By beta (market sensitivity over 5 years), Replimune Group, Inc.
(REPL) is the lower-risk stock at 0. 84β versus Rocket Pharmaceuticals, Inc. 's 2. 06β — meaning RCKT is approximately 146% more volatile than REPL relative to the S&P 500. On balance sheet safety, Rocket Pharmaceuticals, Inc. (RCKT) carries a lower debt/equity ratio of 9% versus 18% for Replimune Group, Inc. — giving it more financial flexibility in a downturn.
04Which is growing faster — AURA or OCUL or RCKT or REPL?
On earnings-per-share growth, the picture is similar: Rocket Pharmaceuticals, Inc.
grew EPS 26. 4% year-over-year, compared to -16. 4% for Ocular Therapeutix, Inc.. Higher growth typically commands a higher valuation multiple — check whether the premium P/E or P/S is justified by the growth rate using the PEG ratio.
05Which has better profit margins — AURA or OCUL or RCKT or REPL?
Aura Biosciences, Inc.
(AURA) is the more profitable company, earning 0. 0% net margin versus -513. 2% for Ocular Therapeutix, Inc. — meaning it keeps 0. 0% of every revenue dollar as bottom-line profit. Operating margin tells a similar story: AURA leads at 0. 0% versus -521. 0% for OCUL. At the gross margin level — before operating expenses — OCUL leads at 87. 3%, reflecting greater pricing power or product mix advantage. Stronger margins indicate durable pricing power, lower cost of revenue, or higher mix of software/services. They are one of the clearest signs of business quality.
06Which pays a better dividend — AURA or OCUL or RCKT or REPL?
None of the stocks in this comparison currently pay a material dividend.
All are effectively zero-yield and should be held for capital appreciation rather than income.
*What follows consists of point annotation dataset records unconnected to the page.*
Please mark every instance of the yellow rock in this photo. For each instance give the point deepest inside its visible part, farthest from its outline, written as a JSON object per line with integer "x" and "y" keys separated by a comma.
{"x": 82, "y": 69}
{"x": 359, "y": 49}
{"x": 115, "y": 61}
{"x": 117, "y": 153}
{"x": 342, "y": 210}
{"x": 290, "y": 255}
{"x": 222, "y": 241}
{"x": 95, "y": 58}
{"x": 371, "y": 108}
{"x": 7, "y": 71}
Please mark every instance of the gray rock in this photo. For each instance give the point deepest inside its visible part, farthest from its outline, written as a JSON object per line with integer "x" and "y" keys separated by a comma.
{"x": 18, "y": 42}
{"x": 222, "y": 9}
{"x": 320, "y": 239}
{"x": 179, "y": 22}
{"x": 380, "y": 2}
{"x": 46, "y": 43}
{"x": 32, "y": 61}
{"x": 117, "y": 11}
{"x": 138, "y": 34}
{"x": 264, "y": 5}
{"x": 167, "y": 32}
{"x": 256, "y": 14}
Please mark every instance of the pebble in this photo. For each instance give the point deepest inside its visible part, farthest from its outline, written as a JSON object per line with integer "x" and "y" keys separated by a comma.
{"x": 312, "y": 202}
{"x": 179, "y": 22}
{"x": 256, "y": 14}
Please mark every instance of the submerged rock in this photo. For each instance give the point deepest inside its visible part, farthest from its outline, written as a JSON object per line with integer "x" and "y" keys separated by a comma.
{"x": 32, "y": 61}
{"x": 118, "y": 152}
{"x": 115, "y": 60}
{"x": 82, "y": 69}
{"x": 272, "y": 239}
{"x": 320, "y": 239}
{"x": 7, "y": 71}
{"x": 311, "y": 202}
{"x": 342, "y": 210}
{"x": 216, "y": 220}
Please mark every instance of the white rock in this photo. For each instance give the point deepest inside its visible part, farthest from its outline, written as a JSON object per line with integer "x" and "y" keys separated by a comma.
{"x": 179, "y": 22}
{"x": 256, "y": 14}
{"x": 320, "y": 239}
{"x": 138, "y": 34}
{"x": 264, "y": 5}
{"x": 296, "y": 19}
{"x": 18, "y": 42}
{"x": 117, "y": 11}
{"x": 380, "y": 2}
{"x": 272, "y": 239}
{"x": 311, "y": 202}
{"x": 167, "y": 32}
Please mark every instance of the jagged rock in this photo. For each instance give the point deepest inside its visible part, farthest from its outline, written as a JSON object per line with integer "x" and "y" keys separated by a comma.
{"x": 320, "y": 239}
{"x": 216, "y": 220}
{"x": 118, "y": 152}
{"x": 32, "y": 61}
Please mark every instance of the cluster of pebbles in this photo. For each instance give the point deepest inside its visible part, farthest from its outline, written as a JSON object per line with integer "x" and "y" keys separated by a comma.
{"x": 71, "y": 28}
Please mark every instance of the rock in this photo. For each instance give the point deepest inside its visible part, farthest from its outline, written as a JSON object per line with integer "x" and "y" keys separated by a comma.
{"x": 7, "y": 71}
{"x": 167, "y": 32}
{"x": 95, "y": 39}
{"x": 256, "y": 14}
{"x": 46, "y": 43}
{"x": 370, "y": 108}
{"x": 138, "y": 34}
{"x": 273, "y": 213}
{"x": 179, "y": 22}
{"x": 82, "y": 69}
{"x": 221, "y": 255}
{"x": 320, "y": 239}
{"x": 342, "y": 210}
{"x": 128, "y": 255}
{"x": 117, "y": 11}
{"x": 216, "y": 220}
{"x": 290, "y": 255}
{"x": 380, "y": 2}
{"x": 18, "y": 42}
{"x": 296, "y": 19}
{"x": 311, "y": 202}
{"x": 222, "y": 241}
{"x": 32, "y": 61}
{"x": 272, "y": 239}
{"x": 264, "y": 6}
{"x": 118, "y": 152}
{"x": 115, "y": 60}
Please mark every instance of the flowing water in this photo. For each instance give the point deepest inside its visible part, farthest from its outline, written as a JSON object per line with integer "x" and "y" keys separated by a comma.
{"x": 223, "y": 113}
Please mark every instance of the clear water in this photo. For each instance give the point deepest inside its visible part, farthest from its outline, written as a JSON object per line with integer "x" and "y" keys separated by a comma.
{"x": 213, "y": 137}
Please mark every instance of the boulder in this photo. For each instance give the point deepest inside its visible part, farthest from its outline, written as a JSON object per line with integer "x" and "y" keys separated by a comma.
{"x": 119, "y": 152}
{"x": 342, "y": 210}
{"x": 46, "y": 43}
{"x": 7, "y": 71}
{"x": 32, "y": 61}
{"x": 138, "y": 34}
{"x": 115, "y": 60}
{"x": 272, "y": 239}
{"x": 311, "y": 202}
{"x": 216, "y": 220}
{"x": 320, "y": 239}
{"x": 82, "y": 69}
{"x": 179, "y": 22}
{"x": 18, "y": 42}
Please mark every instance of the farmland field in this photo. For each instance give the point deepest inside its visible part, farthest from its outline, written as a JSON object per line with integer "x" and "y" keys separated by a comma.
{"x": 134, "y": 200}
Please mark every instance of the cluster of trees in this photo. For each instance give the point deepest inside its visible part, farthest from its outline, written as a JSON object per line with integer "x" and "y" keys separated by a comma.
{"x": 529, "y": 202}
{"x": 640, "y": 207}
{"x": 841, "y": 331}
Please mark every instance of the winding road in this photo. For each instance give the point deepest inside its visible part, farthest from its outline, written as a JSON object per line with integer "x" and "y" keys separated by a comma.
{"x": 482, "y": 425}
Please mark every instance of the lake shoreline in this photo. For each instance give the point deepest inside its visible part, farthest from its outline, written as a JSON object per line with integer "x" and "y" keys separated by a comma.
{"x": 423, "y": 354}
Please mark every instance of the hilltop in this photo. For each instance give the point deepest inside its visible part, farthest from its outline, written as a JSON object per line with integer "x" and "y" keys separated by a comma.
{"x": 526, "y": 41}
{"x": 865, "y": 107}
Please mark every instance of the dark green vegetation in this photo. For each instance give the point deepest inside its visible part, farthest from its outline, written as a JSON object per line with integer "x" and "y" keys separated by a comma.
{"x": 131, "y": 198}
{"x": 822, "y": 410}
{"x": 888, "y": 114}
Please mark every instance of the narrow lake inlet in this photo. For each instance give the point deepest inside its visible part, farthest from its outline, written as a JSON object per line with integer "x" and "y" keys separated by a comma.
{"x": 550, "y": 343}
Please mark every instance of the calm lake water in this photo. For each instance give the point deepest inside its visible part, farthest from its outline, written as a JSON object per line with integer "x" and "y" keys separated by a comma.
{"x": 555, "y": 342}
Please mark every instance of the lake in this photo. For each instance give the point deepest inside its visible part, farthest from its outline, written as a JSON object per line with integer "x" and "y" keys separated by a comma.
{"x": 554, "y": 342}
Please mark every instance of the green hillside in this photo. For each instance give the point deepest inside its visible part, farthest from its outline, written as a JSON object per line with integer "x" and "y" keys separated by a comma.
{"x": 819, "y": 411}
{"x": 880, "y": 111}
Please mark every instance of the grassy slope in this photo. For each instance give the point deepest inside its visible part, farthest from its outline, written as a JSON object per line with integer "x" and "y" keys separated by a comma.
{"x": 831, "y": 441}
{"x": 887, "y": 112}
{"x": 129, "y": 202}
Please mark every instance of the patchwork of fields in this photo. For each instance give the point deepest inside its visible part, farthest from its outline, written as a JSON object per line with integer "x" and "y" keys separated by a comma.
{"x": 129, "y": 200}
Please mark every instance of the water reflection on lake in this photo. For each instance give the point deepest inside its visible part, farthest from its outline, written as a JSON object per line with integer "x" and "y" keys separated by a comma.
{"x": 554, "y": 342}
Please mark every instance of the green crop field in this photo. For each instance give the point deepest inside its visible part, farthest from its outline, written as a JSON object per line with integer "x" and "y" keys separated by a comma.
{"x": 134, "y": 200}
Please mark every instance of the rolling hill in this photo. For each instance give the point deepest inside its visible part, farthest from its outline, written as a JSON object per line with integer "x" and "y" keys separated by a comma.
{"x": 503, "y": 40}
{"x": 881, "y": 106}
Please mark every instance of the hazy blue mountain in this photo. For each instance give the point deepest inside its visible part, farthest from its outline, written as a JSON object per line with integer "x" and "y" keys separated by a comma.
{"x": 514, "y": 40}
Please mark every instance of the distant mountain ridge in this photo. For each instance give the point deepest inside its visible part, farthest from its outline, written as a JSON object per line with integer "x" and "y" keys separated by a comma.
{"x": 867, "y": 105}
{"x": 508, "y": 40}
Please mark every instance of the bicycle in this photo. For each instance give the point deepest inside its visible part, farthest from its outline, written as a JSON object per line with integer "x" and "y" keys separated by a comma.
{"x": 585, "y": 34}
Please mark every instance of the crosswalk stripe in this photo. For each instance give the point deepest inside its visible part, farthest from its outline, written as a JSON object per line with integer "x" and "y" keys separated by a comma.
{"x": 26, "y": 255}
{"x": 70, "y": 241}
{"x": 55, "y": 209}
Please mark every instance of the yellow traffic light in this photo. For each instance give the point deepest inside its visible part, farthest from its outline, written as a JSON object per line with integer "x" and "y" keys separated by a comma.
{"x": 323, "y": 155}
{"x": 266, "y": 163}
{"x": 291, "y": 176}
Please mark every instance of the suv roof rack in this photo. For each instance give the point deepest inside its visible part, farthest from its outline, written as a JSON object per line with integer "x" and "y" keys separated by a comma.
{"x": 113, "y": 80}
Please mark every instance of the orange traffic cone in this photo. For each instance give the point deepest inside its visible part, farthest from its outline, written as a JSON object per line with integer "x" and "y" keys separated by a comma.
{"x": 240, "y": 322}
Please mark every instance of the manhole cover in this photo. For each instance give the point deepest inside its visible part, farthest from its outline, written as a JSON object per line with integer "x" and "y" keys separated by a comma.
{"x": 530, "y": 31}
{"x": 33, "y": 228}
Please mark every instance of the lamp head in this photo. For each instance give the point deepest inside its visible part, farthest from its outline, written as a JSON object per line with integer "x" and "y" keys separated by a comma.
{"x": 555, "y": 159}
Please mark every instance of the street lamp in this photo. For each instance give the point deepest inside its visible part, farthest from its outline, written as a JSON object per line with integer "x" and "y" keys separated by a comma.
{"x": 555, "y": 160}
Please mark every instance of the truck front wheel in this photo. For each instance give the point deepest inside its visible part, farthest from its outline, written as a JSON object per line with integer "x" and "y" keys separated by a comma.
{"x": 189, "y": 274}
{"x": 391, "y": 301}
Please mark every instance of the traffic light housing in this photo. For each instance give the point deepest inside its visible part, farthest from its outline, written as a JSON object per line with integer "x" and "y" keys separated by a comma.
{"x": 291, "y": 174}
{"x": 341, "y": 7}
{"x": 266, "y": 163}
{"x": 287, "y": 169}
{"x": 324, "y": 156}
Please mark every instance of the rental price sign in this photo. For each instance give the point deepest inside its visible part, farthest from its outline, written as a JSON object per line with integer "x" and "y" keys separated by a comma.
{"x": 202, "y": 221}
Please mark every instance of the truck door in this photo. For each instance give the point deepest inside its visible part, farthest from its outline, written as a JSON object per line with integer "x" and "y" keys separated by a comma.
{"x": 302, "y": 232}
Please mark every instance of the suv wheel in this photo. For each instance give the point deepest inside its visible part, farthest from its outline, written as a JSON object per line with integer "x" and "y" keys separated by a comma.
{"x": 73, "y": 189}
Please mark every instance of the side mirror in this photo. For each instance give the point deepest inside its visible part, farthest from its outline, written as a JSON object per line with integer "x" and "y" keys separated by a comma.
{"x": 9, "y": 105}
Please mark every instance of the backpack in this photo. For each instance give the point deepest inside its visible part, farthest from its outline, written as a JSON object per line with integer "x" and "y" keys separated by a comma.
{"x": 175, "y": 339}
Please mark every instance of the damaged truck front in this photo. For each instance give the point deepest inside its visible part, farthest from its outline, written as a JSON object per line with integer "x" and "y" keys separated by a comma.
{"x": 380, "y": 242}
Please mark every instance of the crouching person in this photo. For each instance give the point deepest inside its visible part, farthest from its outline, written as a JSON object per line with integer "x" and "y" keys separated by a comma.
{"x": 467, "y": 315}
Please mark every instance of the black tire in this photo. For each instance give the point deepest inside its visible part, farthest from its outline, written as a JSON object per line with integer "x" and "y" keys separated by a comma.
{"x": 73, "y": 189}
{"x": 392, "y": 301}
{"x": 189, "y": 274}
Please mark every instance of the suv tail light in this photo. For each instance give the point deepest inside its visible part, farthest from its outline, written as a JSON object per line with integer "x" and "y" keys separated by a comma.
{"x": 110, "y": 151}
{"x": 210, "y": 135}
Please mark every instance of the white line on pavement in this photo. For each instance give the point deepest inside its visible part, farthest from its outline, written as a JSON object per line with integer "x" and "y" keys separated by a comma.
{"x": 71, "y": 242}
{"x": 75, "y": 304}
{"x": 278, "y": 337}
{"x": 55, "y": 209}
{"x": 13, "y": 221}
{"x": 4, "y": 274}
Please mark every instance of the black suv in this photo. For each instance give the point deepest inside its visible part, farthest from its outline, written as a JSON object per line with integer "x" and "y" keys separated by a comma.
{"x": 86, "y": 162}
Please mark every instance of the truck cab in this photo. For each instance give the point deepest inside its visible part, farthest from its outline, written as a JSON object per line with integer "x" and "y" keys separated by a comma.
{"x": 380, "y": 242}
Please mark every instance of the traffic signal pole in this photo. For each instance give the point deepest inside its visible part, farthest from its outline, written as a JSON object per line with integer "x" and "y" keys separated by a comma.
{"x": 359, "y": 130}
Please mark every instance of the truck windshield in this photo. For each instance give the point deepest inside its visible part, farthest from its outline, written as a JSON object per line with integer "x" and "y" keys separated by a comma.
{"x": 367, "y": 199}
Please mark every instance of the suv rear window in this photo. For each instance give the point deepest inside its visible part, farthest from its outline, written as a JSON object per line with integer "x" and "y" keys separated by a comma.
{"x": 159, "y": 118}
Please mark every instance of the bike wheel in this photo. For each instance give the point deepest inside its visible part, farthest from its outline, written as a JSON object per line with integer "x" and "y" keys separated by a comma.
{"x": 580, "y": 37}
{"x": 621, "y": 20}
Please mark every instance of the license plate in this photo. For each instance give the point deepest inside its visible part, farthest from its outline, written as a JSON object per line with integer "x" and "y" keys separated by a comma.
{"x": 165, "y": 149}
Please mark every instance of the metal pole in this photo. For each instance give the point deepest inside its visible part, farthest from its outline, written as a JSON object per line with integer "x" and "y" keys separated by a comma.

07Is AURA or OCUL or RCKT or REPL better for a retirement portfolio?
For long-horizon retirement investors, Replimune Group, Inc.
(REPL) is the stronger choice — it scores higher on the combination of lower volatility, dividend reliability, and long-term compounding (low volatility (β 0. 84)). Rocket Pharmaceuticals, Inc. (RCKT) carries a higher beta of 2. 06 — meaning larger drawdowns in market downturns, which matters significantly when you cannot wait years for a recovery. Both have compounded well over 10 years (REPL: -41. 4%, RCKT: -91. 1%), confirming both are viable long-term holds — but the lower-volatility option typically results in less emotional selling during corrections. Retirement portfolios generally favour predictability over maximum returns. Consult a financial advisor before making allocation decisions.
08What are the main differences between AURA and OCUL and RCKT and REPL?
Both stocks operate in the Healthcare sector, making this a peer-level intra-sector comparison — the same macro tailwinds and headwinds will affect both.
These fundamental differences mean investors should not choose between them on a single metric — the "better stock" depends entirely on which of these characteristics aligns with your investment strategy.